Hand holding hearing protection earmuffs that can prevent hearing loss.

Chances are you’ve already noticed that you don’t hear as well as you once did. In most cases, we don’t even recognize that our choices are negatively affecting our hearing.

With a few basic lifestyle changes, many kinds of hearing loss can be avoided. What follows are 6 secrets that will help you maintain your hearing.

1. Regulate Your Blood Pressure

Consistently high blood pressure is not okay. A study found that individuals with higher than-average blood pressure are 52% more likely to have hearing loss, not to mention other health issues.

Take steps to reduce your blood pressure and prevent hearing damage. Don’t dismiss high blood pressure or wait to consult a doctor. Following your doctor’s guidance, managing stress, eating a healthy diet, and getting regular exercise are all parts of blood pressure management.

2. Stop Smoking

There are plenty of reasons to quit smoking, here’s another: Hearing loss is 15% more likely to affect smokers. What’s even more alarming is that there’s a 28% higher chance of someone experiencing hearing issues if they are frequently subjected to second-hand smoke. Even if you go away from the room, smoke hangs around for long periods of time with hazardous consequences.

Consider safeguarding your hearing, if you’re a smoker, by quitting. Take steps to decrease your exposure to second-hand smoke if you hang out around a smoker.

3. Manage Your Diabetes

Diabetes or pre-diabetes impacts one in four adults. Unless they make some serious lifestyle changes, someone who is pre-diabetic will probably develop diabetes within 5 years.

Blood vessels that are injured by high blood sugar don’t effectively transport nutrients. A diabetic person is more than two times as likely to cope with hearing loss compared to a non-diabetic individual.

If you have diabetes, take the steps necessary to correctly manage it. If you are at risk of developing type 2 diabetes, protect your hearing by making lifestyle changes to prevent it.

4. Lose Some Weight

This isn’t about body image or feeling great about yourself. It’s about your health. As your Body Mass Index (BMI) goes up, so does your possibility of hearing loss and other health conditions. The chance of developing hearing loss goes up by 17% for a mildly obese woman with a BMI of 30 to 34. For an individual with a BMI of 40 (moderate obesity), the risk goes up to 25%.

Take measures to lose that excess weight. Your life can be prolonged and your hearing can be safeguarded by something as simple as walking for 30 minutes every day.

5. OTC Medicines Shouldn’t be Overused

Certain over-the-counter (OTC) medications can result in hearing loss. The more frequently these drugs are used over a prolonged period of time, the higher the risk.

Typical over-the-counter medicines that affect hearing include aspirin, NSAIDs (like naproxen, ibuprofen), and acetaminophen. Use these medicines in moderation and only with your doctor’s guidance if you need to take them more frequently.

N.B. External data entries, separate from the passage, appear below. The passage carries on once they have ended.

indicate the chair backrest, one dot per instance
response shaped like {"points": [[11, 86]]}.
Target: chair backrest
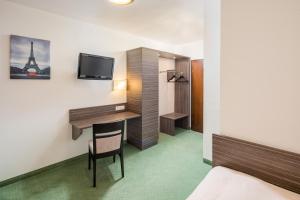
{"points": [[108, 137]]}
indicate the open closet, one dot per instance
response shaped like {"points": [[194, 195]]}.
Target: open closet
{"points": [[143, 78]]}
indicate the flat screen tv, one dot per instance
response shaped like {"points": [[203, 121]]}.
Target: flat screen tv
{"points": [[94, 67]]}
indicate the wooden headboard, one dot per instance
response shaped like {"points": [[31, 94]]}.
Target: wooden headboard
{"points": [[281, 168]]}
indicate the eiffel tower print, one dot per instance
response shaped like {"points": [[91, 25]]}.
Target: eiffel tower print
{"points": [[29, 58], [31, 64]]}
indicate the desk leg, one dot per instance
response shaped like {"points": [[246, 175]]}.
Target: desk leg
{"points": [[167, 126], [76, 133]]}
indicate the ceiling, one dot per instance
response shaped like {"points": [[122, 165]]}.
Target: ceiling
{"points": [[170, 21]]}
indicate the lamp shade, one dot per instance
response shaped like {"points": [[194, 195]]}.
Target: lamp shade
{"points": [[120, 85]]}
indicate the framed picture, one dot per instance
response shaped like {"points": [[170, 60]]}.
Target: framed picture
{"points": [[29, 58]]}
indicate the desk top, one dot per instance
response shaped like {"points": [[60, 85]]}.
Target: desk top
{"points": [[109, 118], [175, 116]]}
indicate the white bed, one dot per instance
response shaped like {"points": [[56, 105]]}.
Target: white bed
{"points": [[226, 184]]}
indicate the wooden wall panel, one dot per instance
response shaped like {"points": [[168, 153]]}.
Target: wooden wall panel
{"points": [[281, 168], [182, 89], [142, 96], [134, 95]]}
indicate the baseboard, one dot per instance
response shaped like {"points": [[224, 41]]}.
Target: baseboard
{"points": [[206, 161], [38, 171]]}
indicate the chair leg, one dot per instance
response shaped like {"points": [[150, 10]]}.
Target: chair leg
{"points": [[89, 167], [94, 172], [122, 163]]}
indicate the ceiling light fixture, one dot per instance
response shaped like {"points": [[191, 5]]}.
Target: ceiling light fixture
{"points": [[121, 2]]}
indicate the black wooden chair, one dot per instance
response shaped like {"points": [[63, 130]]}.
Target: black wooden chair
{"points": [[107, 141]]}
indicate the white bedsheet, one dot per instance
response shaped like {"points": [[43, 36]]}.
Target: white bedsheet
{"points": [[225, 184]]}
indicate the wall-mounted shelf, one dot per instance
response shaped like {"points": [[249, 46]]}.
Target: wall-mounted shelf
{"points": [[174, 76]]}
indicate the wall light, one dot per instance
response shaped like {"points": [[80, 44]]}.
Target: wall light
{"points": [[120, 85], [121, 2]]}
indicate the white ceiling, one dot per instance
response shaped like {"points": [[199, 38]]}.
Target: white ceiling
{"points": [[171, 21]]}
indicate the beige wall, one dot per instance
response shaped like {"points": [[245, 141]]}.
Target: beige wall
{"points": [[260, 71], [34, 113], [211, 74]]}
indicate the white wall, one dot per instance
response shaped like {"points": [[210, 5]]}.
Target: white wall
{"points": [[211, 74], [166, 89], [193, 50], [34, 113], [260, 69]]}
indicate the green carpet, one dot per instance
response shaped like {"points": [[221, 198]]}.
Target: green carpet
{"points": [[168, 171]]}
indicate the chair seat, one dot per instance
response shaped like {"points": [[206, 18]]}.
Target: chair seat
{"points": [[106, 144]]}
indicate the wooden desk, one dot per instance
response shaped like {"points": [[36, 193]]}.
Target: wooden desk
{"points": [[93, 115]]}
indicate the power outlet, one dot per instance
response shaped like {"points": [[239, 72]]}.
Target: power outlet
{"points": [[118, 108]]}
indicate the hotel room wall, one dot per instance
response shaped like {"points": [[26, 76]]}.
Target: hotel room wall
{"points": [[260, 68], [166, 89], [34, 113], [211, 119]]}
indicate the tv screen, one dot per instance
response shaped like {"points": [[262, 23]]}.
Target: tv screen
{"points": [[95, 67]]}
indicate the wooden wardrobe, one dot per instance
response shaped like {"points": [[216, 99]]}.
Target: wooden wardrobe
{"points": [[143, 91]]}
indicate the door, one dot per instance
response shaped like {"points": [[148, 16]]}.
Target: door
{"points": [[197, 95]]}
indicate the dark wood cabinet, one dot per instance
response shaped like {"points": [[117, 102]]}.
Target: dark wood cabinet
{"points": [[142, 96]]}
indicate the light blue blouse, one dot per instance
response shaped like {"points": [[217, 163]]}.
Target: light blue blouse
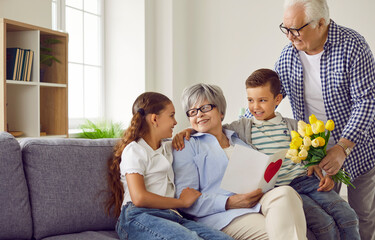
{"points": [[201, 165]]}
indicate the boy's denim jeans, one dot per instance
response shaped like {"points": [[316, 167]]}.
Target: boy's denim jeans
{"points": [[150, 224], [325, 211]]}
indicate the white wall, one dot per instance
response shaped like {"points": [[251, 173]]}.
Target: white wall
{"points": [[35, 12], [124, 57], [222, 41]]}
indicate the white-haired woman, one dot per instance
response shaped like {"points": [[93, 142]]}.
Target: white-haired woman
{"points": [[277, 214]]}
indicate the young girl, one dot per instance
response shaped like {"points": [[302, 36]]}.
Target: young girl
{"points": [[141, 178]]}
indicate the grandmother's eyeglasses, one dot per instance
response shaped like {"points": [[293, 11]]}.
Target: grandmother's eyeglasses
{"points": [[293, 31], [194, 111]]}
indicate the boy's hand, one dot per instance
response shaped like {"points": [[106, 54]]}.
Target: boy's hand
{"points": [[317, 170], [188, 196], [246, 200], [178, 139], [326, 184]]}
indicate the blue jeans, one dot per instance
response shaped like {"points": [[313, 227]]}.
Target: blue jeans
{"points": [[326, 211], [149, 224]]}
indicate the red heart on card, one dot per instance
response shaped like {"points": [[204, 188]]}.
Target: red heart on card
{"points": [[272, 169]]}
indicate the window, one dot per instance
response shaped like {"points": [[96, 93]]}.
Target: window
{"points": [[83, 21]]}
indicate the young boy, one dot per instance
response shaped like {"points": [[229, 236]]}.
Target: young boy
{"points": [[268, 132]]}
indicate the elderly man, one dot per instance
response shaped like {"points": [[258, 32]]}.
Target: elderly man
{"points": [[329, 70]]}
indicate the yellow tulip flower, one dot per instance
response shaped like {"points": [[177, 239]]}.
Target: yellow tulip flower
{"points": [[294, 134], [307, 148], [296, 159], [308, 130], [330, 125], [312, 119], [297, 141], [320, 126], [293, 146], [303, 154], [301, 128], [314, 128], [315, 142], [307, 141], [322, 141], [291, 153]]}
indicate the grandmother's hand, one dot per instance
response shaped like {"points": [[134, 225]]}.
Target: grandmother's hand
{"points": [[333, 161], [178, 139], [326, 184], [246, 200]]}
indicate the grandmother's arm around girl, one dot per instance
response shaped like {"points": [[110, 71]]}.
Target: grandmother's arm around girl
{"points": [[141, 179]]}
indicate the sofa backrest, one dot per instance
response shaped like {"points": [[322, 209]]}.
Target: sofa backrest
{"points": [[15, 214], [67, 183]]}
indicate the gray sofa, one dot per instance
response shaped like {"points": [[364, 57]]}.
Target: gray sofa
{"points": [[54, 189]]}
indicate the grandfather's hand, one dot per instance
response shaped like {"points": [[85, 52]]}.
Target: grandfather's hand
{"points": [[178, 139], [246, 200], [333, 161]]}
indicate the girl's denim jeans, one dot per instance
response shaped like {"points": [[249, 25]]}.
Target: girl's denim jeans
{"points": [[150, 224]]}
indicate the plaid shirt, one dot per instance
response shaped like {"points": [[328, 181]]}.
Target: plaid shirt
{"points": [[348, 85]]}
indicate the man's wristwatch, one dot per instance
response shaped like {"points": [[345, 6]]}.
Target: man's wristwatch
{"points": [[347, 149]]}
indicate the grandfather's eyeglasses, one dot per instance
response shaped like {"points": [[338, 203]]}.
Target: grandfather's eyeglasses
{"points": [[293, 31], [194, 111]]}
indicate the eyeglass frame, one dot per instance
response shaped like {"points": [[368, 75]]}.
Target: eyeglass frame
{"points": [[200, 109], [295, 29]]}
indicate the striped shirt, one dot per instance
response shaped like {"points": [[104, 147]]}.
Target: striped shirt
{"points": [[272, 136]]}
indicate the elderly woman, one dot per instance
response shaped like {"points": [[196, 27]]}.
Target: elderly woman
{"points": [[277, 214]]}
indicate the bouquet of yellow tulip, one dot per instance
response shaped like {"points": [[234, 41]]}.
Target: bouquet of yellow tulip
{"points": [[309, 144]]}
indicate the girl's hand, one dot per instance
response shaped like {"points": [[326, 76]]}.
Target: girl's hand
{"points": [[247, 200], [188, 196], [178, 139], [326, 184]]}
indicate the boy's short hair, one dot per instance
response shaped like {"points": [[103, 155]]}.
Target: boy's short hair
{"points": [[263, 76]]}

If you’re taking the suggested dose for the periodic headache, studies indicate you’ll probably be fine. Using them every day, however, increases the risk of hearing loss by up to 40% for men.

Always follow your doctor’s advice. Your doctor may be able to suggest some lifestyle changes that will reduce your dependence on these medicines if you are using them every day.

6. Eat More Broccoli

Broccoli is high in nutrients and vitamins including C and K and also has lots of iron. Iron is essential to blood circulation and a healthy heart. Nutrients and oxygen are transported to your cells which helps keep them nourished and healthy and iron is a major part of this process.

For vegetarians or individuals who don’t eat much meat, eating a sufficient amount of plant-based iron is important. You’re more likely to be iron deficient because the iron found in plants is less bioavailable than the iron found in meat.

More than 300,000 individuals were examined by Pennsylvania State University. The researchers determined participants with anemia (extreme iron deficiency) were two times as likely to experience sensorineural hearing loss as those without the condition. Sensorineural hearing loss is the scientific term for irreversible hearing loss associated with aging.

Sound is picked up and sent to the brain by fragile little hairs in the inner ear which vibrate with the volume and frequency of that sound. If these hair cells die due to poor circulation or other concerns arising from iron deficiency, they won’t grow back.

You’re never too young to have your hearing examined, so don’t wait until it gets worse. Apply these steps to your life and reduce hearing loss.